Assembly topples tower rules

The Mat-Su Borough has filed notice that a cellular telephone carrier is looking to build a tower on borough land near Goose Bay Elementary School. ROBERT DeBERRY/Frontiersman file photo
The Mat-Su Borough has filed notice that a cellular telephone carrier is looking to build a tower on borough land near Goose Bay Elementary School. ROBERT DeBERRY/Frontiersman file photo

PALMER — Faced with an opportunity to institute new regulations on towers and other tall structures, the Mat-Su Borough assembly Tuesday decided instead to erase the rules already on the books.

“I think this amendment … would eliminate all of the regulations for tall structures that the borough has,” borough planner Alex Strawn told the assembly when assemblyman Ron Arvin proposed amending a resolution to adopt a new tall structures ordinance.

Strawn quickly added that some pockets in the borough that operate under what’s called a special use district will maintain tower rules put in place in the legislation creating those districts.

The assembly — which had two new faces at Tuesday’s meeting, the first to include new members Steve Colligan and Darcie Salmon — asked Strawn why the ordinance it was facing included so many new rules regarding things like viewshed and setbacks from property lines.

“Planning staff is either a hammer or a screwdriver. They can pick it up and either start pounding nails or start ripping the siding off the house. We do what is the will of the assembly,” Strawn said. And, at the time the ordinance was being drawn up, there was a lot of concern from residents who seemed to suddenly have a tower blocking their views. “There were 100-foot towers going up and people were saying, ‘hey, why didn’t I have a say in this?’”

But the new assembly looked much less favorably on these new rules.

“I would vote to get rid of the damn thing right now,” Colligan said. “To me it’s hideous.”

Salmon noted that while most people who testified Tuesday seemed to be asking for tweaks to the ordinance rather than beseeching the assembly to kill it outright, he said he felt they were probably making a calculation that tweaks were the more likely thing for the assembly to agree to.

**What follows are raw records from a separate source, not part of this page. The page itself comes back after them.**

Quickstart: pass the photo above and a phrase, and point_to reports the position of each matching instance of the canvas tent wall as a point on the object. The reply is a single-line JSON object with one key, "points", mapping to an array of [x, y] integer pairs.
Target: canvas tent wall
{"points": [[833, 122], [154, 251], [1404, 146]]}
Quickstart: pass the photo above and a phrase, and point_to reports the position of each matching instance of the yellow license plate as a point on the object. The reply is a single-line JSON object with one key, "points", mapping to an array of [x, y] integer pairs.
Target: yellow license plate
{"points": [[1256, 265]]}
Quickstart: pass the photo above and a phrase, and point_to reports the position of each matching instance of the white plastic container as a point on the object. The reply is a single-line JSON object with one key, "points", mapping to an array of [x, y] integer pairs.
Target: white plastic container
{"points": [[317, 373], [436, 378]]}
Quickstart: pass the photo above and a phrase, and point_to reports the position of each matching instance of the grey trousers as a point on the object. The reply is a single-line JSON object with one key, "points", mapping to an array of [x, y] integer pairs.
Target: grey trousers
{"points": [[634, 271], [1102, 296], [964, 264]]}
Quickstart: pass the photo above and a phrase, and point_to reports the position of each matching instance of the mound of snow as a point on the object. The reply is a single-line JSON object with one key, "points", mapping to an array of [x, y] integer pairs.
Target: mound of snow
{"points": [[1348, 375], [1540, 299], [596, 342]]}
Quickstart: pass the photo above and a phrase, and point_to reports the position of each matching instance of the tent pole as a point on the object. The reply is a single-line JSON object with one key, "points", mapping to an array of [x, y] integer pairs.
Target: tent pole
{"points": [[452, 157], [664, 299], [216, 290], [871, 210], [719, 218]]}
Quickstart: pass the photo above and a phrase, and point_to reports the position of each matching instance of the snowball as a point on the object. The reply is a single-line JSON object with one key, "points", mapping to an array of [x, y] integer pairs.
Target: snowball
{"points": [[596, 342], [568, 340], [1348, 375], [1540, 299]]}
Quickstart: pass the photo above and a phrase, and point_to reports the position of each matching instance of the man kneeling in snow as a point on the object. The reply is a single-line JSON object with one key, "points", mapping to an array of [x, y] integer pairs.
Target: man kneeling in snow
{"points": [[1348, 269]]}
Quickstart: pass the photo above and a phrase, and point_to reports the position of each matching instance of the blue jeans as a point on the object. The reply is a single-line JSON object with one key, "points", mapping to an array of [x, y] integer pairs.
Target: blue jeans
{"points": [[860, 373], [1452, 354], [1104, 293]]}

“They’re probably of the impression that this is going to happen, that the assembly is going to approve some variation of this,” Salmon said, arguing with Colligan in favor of killing it and eliciting a round of applause from the audience

“Please maintain order,” mayor Larry DeVilbiss urged the crowd.

The amendment that killed the new regulations while also repealing the old ones came from Arvin.

“I want to send this back to the working group” that came up with the original ordinance, Arvin said. “My goal is to send a message to industry that they have a business-friendly assembly now and when they sit down and talk (it should be) about what they need for a business model versus what they hope they can squeeze in and try to survive.”

Colligan added that putting another set of regulations on top of the communications industry where towers are concerned is unnecessary.

“There are engineering standards, national design standards,” Colligan said. “They’re heavily engineered, they meet all sorts of other standards without us being involved at all.”